Europäische Kommission

Wirksamkeitsstudien auch nach der Zulassung

Remagen - 18.04.2014, 16:52 Uhr


Wirksamkeitsstudien noch nach Erteilung der Zulassung? Bislang konnten die Zulassungsbehörden dies nach der geltenden Rechtslage nur in sehr eingeschränkten Konstellationen fordern. Ist die Wirksamkeit einmal nachgewiesen, sollte sie nachher nicht mehr zur Disposition stehen. Dies könnte sich in absehbarer Zeit ändern, denn die Europäische Kommission hat eine neue Vorschrift erlassen, nach der sogenannte „Post authorisation efficacy studies, PAES“ eventuell vermehrt anfallen könnten.

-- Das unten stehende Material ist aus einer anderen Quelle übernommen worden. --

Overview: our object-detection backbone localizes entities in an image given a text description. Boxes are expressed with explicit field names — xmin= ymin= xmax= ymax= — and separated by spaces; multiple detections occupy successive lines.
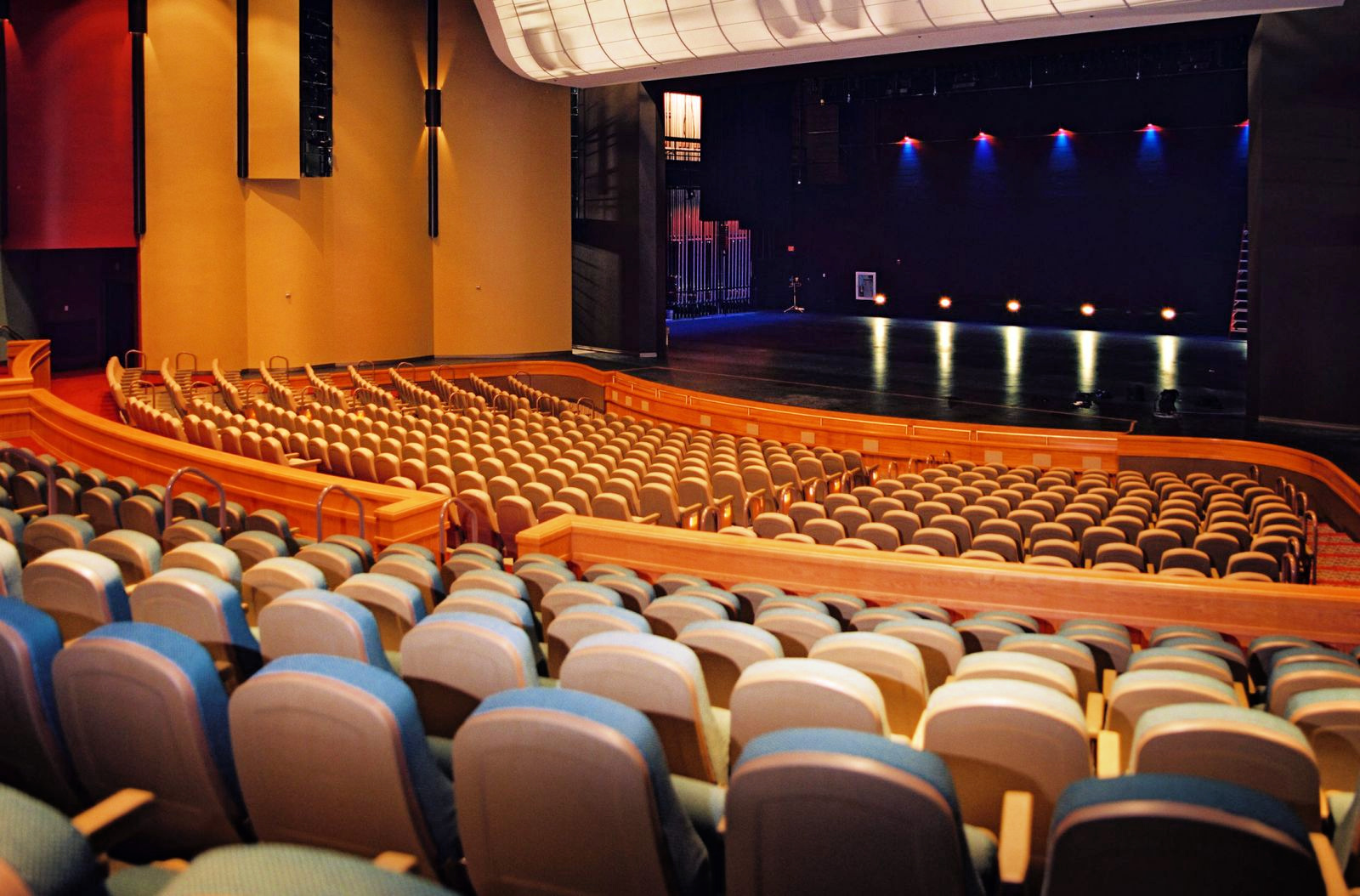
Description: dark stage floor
xmin=578 ymin=311 xmax=1360 ymax=477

Dies kommt aber nur unter folgenden Voraussetzungen infrage:

-          Es bestehen Bedenken in Bezug auf einige Aspekte der Wirksamkeit des Arzneimittels, die erst nach Inverkehrbringen des Arzneimittels beseitigt werden können.

-          Das Verständnis der Krankheit, die klinische Methodik oder die Verwendung des Arzneimittels unter tatsächlichen Bedingungen legen nahe, dass frühere Wirksamkeitsbewertungen eventuell erheblich überarbeitet werden müssen.

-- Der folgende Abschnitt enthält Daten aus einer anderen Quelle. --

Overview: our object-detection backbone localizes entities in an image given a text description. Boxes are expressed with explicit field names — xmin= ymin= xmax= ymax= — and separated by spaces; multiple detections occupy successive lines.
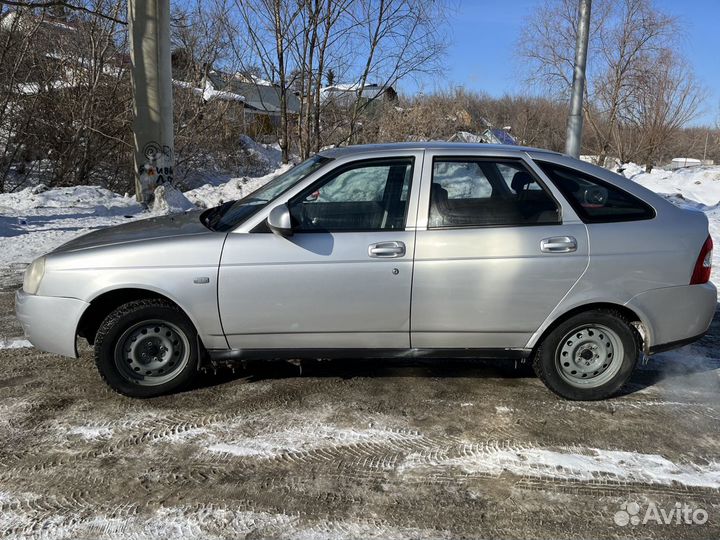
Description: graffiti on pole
xmin=138 ymin=141 xmax=173 ymax=203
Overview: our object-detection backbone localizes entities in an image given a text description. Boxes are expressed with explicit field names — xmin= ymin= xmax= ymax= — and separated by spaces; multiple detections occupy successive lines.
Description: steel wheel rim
xmin=115 ymin=320 xmax=190 ymax=386
xmin=555 ymin=324 xmax=625 ymax=388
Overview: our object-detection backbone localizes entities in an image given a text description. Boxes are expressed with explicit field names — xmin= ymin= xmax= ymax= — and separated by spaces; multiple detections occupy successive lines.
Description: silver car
xmin=16 ymin=143 xmax=717 ymax=400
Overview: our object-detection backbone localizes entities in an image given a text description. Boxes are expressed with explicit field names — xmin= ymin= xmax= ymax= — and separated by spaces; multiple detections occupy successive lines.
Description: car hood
xmin=54 ymin=211 xmax=212 ymax=253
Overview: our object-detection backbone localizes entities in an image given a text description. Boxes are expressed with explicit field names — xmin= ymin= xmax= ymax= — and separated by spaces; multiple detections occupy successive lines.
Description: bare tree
xmin=622 ymin=49 xmax=703 ymax=172
xmin=520 ymin=0 xmax=697 ymax=164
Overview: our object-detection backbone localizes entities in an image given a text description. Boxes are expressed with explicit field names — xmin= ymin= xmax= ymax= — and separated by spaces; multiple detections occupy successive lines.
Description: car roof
xmin=320 ymin=141 xmax=562 ymax=158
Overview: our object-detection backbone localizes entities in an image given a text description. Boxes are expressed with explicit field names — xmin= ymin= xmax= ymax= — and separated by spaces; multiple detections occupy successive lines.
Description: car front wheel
xmin=533 ymin=310 xmax=640 ymax=400
xmin=95 ymin=299 xmax=199 ymax=398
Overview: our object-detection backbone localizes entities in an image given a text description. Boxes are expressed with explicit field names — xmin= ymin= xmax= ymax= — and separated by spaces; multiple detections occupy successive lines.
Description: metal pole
xmin=128 ymin=0 xmax=173 ymax=203
xmin=565 ymin=0 xmax=602 ymax=159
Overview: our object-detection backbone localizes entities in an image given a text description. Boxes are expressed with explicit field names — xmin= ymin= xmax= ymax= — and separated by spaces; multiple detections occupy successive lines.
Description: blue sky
xmin=408 ymin=0 xmax=720 ymax=124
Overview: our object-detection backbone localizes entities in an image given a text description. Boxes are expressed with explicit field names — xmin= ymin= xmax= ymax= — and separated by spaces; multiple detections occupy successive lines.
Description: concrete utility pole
xmin=565 ymin=0 xmax=602 ymax=159
xmin=128 ymin=0 xmax=173 ymax=202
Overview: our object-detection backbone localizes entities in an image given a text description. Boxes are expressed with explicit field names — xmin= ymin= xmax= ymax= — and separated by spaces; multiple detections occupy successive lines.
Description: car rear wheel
xmin=533 ymin=310 xmax=640 ymax=400
xmin=95 ymin=299 xmax=199 ymax=398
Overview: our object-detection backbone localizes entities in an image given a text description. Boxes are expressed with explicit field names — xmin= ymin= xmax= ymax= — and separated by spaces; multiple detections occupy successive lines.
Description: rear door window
xmin=428 ymin=157 xmax=560 ymax=229
xmin=535 ymin=161 xmax=655 ymax=223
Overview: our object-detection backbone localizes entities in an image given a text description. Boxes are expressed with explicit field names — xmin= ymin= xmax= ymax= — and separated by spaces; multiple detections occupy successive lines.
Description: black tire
xmin=95 ymin=298 xmax=199 ymax=398
xmin=533 ymin=310 xmax=641 ymax=401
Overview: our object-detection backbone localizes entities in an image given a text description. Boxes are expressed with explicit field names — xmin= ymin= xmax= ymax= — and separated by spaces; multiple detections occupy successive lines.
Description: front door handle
xmin=368 ymin=241 xmax=405 ymax=259
xmin=540 ymin=236 xmax=577 ymax=253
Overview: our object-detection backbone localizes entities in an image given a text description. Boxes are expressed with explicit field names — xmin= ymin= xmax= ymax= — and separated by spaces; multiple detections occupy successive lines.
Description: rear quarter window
xmin=535 ymin=161 xmax=655 ymax=223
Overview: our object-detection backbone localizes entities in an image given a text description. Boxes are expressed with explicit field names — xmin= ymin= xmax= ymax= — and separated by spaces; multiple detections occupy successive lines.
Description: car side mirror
xmin=267 ymin=204 xmax=292 ymax=236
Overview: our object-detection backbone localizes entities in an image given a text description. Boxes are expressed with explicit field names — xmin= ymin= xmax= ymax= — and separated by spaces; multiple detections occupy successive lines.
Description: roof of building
xmin=209 ymin=72 xmax=300 ymax=114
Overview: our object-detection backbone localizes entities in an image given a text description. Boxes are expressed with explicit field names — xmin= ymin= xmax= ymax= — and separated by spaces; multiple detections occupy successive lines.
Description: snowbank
xmin=0 ymin=184 xmax=140 ymax=214
xmin=623 ymin=163 xmax=720 ymax=206
xmin=185 ymin=165 xmax=291 ymax=208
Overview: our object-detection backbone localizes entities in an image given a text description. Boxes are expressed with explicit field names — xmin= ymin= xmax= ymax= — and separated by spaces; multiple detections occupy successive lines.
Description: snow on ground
xmin=0 ymin=185 xmax=149 ymax=273
xmin=185 ymin=161 xmax=291 ymax=208
xmin=622 ymin=163 xmax=720 ymax=286
xmin=0 ymin=338 xmax=32 ymax=349
xmin=623 ymin=163 xmax=720 ymax=206
xmin=399 ymin=445 xmax=720 ymax=489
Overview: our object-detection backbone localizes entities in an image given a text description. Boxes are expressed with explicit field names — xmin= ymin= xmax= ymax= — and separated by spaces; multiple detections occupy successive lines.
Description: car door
xmin=218 ymin=152 xmax=422 ymax=349
xmin=411 ymin=151 xmax=588 ymax=349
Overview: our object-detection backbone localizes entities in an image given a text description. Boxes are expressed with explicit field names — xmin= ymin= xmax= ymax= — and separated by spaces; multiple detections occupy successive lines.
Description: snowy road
xmin=0 ymin=280 xmax=720 ymax=539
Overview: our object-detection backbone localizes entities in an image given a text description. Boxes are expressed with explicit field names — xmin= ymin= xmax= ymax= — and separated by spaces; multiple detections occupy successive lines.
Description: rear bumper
xmin=15 ymin=290 xmax=90 ymax=358
xmin=649 ymin=332 xmax=706 ymax=354
xmin=625 ymin=283 xmax=717 ymax=353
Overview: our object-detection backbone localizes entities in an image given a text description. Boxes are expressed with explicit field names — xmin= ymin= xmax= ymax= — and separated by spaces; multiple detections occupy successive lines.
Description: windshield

Die Anwendung dieser allgemeinen Kriterien würde den Behörden einigen Spielraum lassen, die Pharmaunternehmen in Sachen Wirksamkeitsbeleg noch einmal in die Pflicht zu nehmen. Die Kommission hat die Option allerdings an weitere Bedingungen geknüpft. Unter anderem sollen ergänzende Studien zur Wirksamkeit nach der Zulassung nur dann gefordert werden können,

-          wenn etwa die erste Wirksamkeitsbewertung auf Surrogat-Endpunkten beruht hat und die Wirkung des Arzneimittels auf das klinische Ergebnis oder Fortschreiten der Krankheit noch einmal überprüft werden muss,

-          um bislang ungeklärte Unsicherheiten bei Arzneimitteln zu beseitigen, die in Kombination mit anderen Arzneimitteln eingesetzt wurden,

-          bei Unsicherheiten in Bezug auf die Wirksamkeit eines Arzneimittels in bestimmten Patientengruppen,

-          wenn Zweifel an der Wirksamkeit bestehen und diese das positive Nutzen-Risiko-Gleichgewicht ins Wanken bringen könnten, oder auch

-          wenn sich das Verständnis der Standardtherapie für eine Krankheit oder der Pharmakologie eines Arzneimittels so weit geändert hat, dass zusätzliche Beweise für seine Wirksamkeit notwendig sind.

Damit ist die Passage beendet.